Marooned on an Island Monographs: a History of Masculinities Reading List

Guest Blog by Joanne Bailey

It’s the time of year when our thoughts start drifting to relaxing summer holidays on the beach… and that crucial question: what books to take? Well, if you are thinking of brushing up on your history our ‘Marooned on an Island Monographs’ series is designed to provide handy reading lists on a range of historical themes. Today we have another great guest contribution to the series on the theme of the history of masculinities….

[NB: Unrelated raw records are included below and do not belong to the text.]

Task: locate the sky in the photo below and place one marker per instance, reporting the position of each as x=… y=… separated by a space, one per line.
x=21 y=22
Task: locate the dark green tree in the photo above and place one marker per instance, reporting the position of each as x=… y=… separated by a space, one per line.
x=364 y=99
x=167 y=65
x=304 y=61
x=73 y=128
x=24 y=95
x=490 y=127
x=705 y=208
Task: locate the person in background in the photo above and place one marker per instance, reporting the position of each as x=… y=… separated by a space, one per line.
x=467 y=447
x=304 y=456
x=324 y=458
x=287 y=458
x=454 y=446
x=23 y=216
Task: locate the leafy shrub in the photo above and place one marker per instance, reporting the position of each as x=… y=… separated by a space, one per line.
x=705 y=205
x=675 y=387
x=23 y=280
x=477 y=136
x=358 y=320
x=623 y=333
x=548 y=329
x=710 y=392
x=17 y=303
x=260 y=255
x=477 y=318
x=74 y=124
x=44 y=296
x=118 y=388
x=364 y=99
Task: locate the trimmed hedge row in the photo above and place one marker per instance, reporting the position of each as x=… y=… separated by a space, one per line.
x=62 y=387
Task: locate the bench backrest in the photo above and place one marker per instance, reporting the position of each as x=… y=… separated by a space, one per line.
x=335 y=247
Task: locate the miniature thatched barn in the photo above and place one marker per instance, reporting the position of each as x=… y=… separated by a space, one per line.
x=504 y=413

Joanne Bailey is Professor of History at Oxford Brookes University. Joanne is a historian of early modern, Georgian and Victorian Britain, with particular interests in marriage, marriage breakdown, family relationships, the domestic economy, parenting, masculinities and identities. She ‘Muses on History’ on her own blog, and tweets @JBHist.

Joanne Bailey

I have developed a very personal relationship with the books below; to me they are entities in themselves. Picked up to learn more about the research I was doing at the time (marriage, family, gender), each provoked that ‘YES’ moment and I revisit them all repeatedly. Thankfully this is due to their quality not my deteriorating brain cells. They are my comfortable good friends who continue to surprise me with their wit and insights!

1) Elizabeth Foyster, Manhood in Early Modern England: Honour, Sex and Marriage (1999)

efoyster_clip1This is the unsung hero of works on masculinity. Using church court records and literature it digs away at assumptions that all men were the same with public reputations untroubled by family or home lives. Foyster shows that men below the elite had to cultivate their honour because it was easily damaged by women. The sad but hilarious cuckold appears in my favourite section detailing men’s vulnerability to accusations that their wives were unfaithful. Foyster’s gift is selecting glorious case-studies and writing about them with verve. Go on, read it and recommend it to your students; they’ll thank you.

2) Alexandra Shepard’, Meanings of Manhood in Early Modern England (2003)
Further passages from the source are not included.